First of all, at a time of persistent inflation, heightened geopolitical tensions, and energy shocks, a billion dollars — or euros — will be worth much less in ten years time. More importantly, we need to build much larger companies that go well beyond a billion dollar valuation, if we are going to secure Europe’s place as a center of technological innovation. The energy transition alone is a large enough space for multiple companies doing billions of euros in revenue alone. Add to that the many AI startups making machine learning and AI technology applicable to a broad array of industries, and you can imagine many new multi-billion euro companies in a few years.

But to call these future leaders “unicorns”, “decacorns”, or “hectocorns” distracts us from what is truly important. While getting to 1 billion euros in revenue might be a necessary goal for an ambitious startup, becoming a unicorn with a particular enterprise value shouldn’t. Rather, the north star for every startup building a new product or service today should be quality. A quality product makes customers happy, solves major bottlenecks in novel ways, or completely rethinks a problem in an entirely new way, thereby enabling wholly different solutions.
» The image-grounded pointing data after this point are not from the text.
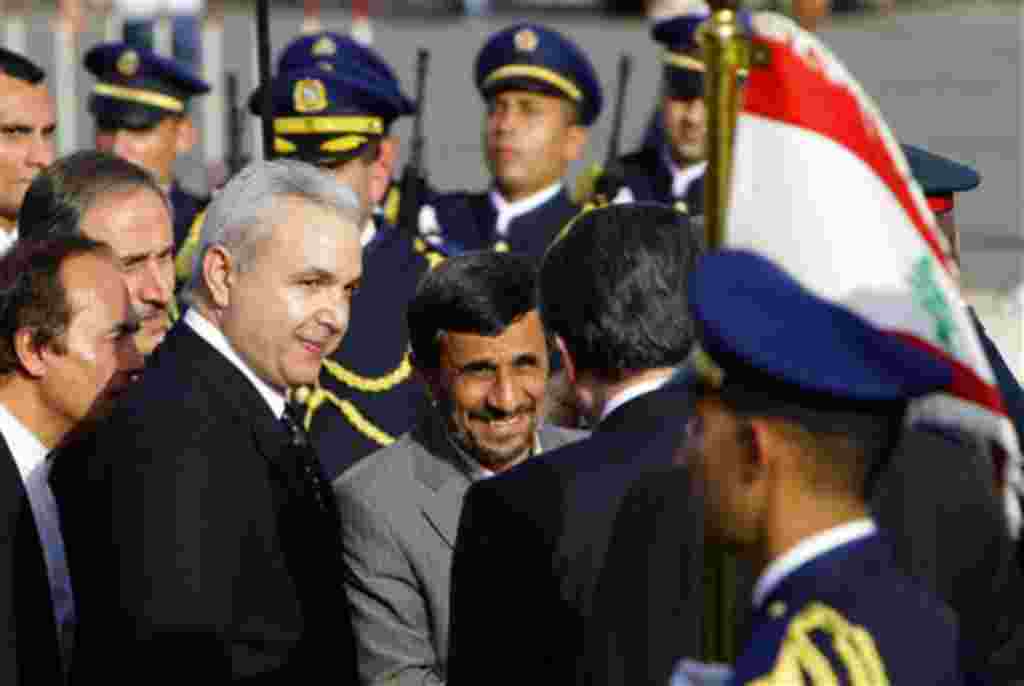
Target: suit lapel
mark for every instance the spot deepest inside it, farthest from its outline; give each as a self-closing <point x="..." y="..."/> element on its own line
<point x="437" y="467"/>
<point x="231" y="390"/>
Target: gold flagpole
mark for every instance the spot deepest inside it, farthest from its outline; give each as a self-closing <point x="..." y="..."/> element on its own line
<point x="725" y="55"/>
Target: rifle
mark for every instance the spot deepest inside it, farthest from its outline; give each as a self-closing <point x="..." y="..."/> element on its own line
<point x="236" y="157"/>
<point x="414" y="179"/>
<point x="266" y="95"/>
<point x="613" y="176"/>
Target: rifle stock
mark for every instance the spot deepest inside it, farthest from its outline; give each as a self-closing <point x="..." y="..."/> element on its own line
<point x="414" y="175"/>
<point x="613" y="176"/>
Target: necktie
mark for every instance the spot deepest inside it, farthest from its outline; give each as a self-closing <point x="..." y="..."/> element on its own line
<point x="308" y="464"/>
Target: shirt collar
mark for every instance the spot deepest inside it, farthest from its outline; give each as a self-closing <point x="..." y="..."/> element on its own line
<point x="682" y="177"/>
<point x="29" y="452"/>
<point x="7" y="239"/>
<point x="209" y="333"/>
<point x="369" y="231"/>
<point x="627" y="394"/>
<point x="807" y="550"/>
<point x="509" y="211"/>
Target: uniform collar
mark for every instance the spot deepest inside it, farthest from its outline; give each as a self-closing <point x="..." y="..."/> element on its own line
<point x="807" y="550"/>
<point x="682" y="177"/>
<point x="507" y="212"/>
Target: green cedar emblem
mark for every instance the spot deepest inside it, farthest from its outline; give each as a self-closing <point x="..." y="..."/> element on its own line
<point x="931" y="298"/>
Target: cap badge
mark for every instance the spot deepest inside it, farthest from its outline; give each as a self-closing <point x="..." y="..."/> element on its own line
<point x="525" y="40"/>
<point x="309" y="95"/>
<point x="128" y="63"/>
<point x="325" y="47"/>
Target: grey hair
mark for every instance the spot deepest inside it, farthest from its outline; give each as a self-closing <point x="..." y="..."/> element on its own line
<point x="242" y="213"/>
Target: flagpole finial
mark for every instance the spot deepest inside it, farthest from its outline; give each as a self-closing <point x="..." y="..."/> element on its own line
<point x="725" y="55"/>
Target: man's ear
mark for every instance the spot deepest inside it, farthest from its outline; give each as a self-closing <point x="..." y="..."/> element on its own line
<point x="218" y="275"/>
<point x="32" y="356"/>
<point x="568" y="363"/>
<point x="186" y="135"/>
<point x="576" y="142"/>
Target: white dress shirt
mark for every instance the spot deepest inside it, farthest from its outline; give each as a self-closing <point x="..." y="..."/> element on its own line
<point x="7" y="239"/>
<point x="682" y="177"/>
<point x="636" y="390"/>
<point x="807" y="550"/>
<point x="507" y="212"/>
<point x="30" y="456"/>
<point x="209" y="333"/>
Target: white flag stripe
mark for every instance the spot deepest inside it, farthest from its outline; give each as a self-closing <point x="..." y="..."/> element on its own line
<point x="858" y="257"/>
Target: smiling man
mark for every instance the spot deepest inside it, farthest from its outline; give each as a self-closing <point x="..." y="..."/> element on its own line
<point x="221" y="542"/>
<point x="480" y="348"/>
<point x="114" y="201"/>
<point x="541" y="93"/>
<point x="28" y="123"/>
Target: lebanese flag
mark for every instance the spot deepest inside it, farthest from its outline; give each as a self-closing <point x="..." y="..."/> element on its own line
<point x="820" y="186"/>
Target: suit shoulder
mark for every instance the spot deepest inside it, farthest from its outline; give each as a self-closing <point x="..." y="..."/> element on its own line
<point x="379" y="469"/>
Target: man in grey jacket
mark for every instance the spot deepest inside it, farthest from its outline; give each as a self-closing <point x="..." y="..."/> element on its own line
<point x="479" y="346"/>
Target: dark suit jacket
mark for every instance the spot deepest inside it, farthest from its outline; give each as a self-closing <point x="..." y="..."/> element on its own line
<point x="936" y="503"/>
<point x="209" y="560"/>
<point x="606" y="514"/>
<point x="29" y="652"/>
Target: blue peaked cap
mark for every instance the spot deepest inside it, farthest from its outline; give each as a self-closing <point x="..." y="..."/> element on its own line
<point x="529" y="56"/>
<point x="760" y="326"/>
<point x="136" y="88"/>
<point x="938" y="175"/>
<point x="334" y="52"/>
A company that is serious about quality will take care that employees grow as well. In the best cases, entrepreneurs and employees will grow in lockstep with the company itself and create an entire new generation of experts and entrepreneurs. Of course there will always be a need for teams and personalities for the early phases of a startup’s growth path, who don’t stay on as the company matures. These folks are also crucial to the overall health of the ecosystem too.

That’s not to say that growth isn’t important. There are still many European companies growing too slowly. This is a problem in today’s extremely competitive global market environment, and that’s why a large ecosystem with more venture capital chasing the best ideas and entrepreneurs is crucial. Yet we should be chasing quality. The last ten years has demonstrated that there have been a host of promising startups that became the “fastest growing company in the world” without an adequate focus on unit economics. Here venture capitalists ended up subsidizing less than stellar business models and neglected the kind of value creation we should aspire to.

The most successful companies I have had the privilege to work with over the last 22 years do exactly the same thing — focus on delivering a high-quality product, while balancing the imperatives of growth and capital efficiency. If I have one wish for our ecosystem in 2023, it is for us to stop using the world unicorn, and talk more about what makes each company that finds success great, and what we can do to ensure more can not only survive the downturn, but thrive over the coming decade. We too often think too big for the short term and too small in the long run.